Perhaps the practice of philosophical counseling would be too bourgeois for Camus. But his writing does offer some philosophical counsel to his readers. Despite terrible outside forces, despite great odds, despite much that is out of our control, he counsels that we are free to resist, to fight back. We can’t know if we will be successful. But it is the effort that elevates us. We need not succumb to despair and resignation. Showing others that we have that freedom –over both outer and inner troubles — can be the role of the philosopher during times of distress. Even when the effort seems impossible, even pointless or absurd, as in the case of Sisyphus, who repeatedly rolls the stone up the hill only for it roll back towards him, it is in the effort that our dignity lies.

So, at least one role of the philosopher during a global pandemic is to help us to maintain our dignity. We do this by resisting fear and despair, by confronting them head-on, by asserting our freedom and independence from them even when they persist. For, like plagues and viruses, like all threats to our being, political and existential, they will persist. But the philosopher reminds us that we have it in us to be resilient, to find meaning and hope in what seems meaningless and, for a time, hopeless. As Camus says of his absurd hero, “one must imagine Sisyphus happy.” And so let us, too, imagine ourselves happy. Je suis Albert Camus.

The First Step

“The beginning of a long journey begins with a single step” (Lao-tzu). And so this blog begins with the first step. Let me introduce myself. I am Andrew Dell’Olio and I’ve been a professor of philosophy for about thirty years. In that time I’ve accumulated a lot of teaching experience and I’ve learned quite a bit about what we might call the wisdom traditions of the world, East and West. I’ve always thought that what is really valuable about philosophy, what drew me to it, is its practical benefit as a guide for living a good life and the achievement of peace of mind. We know from historians of philosophy such as Pierre Hadot and Martha Nussbaum that the ancient philosophers understood philosophy precisely as a way of life, the art of living, whose aim was self-development or virtue and the relief, ultimately, from psychological suffering. As Epictetus the Stoic wrote, “Empty is that philosopher’s argument by which no human suffering is therapeutically treated.” And so I aim with this blog and with this new practice of philosophical counseling to bring relief, in some small way, to the suffering of others.

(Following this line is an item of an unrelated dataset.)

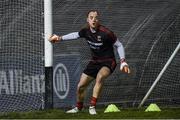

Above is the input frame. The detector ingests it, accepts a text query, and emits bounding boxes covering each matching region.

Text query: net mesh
[0,0,44,112]
[53,0,180,107]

Keeping with the theme of the first step, I see this blog as a kind of walk through the woods, oftentimes without a clear destination until an opening appears, something like Heidegger’s pathways into thinking. As such it might ramble at times before it finds its way. I’ll offer reflections on what comes to mind, sometimes directly related to philosophical practice, sometimes on what I am reading or what is happening in my life or in the world. Throughout I hope to bring the perspectives of those philosophers who have travelled this path before us to bear on what may be our personal issues and the collective issues of the day.

So, if you, too, are a fellow traveller down these paths, I hope you will join me on this journey and I hope you will find these musings helpful. I look forward to walking with you and also hearing your thoughts. “Begin, be bold, and venture to be wise” (Horace). See you on the road.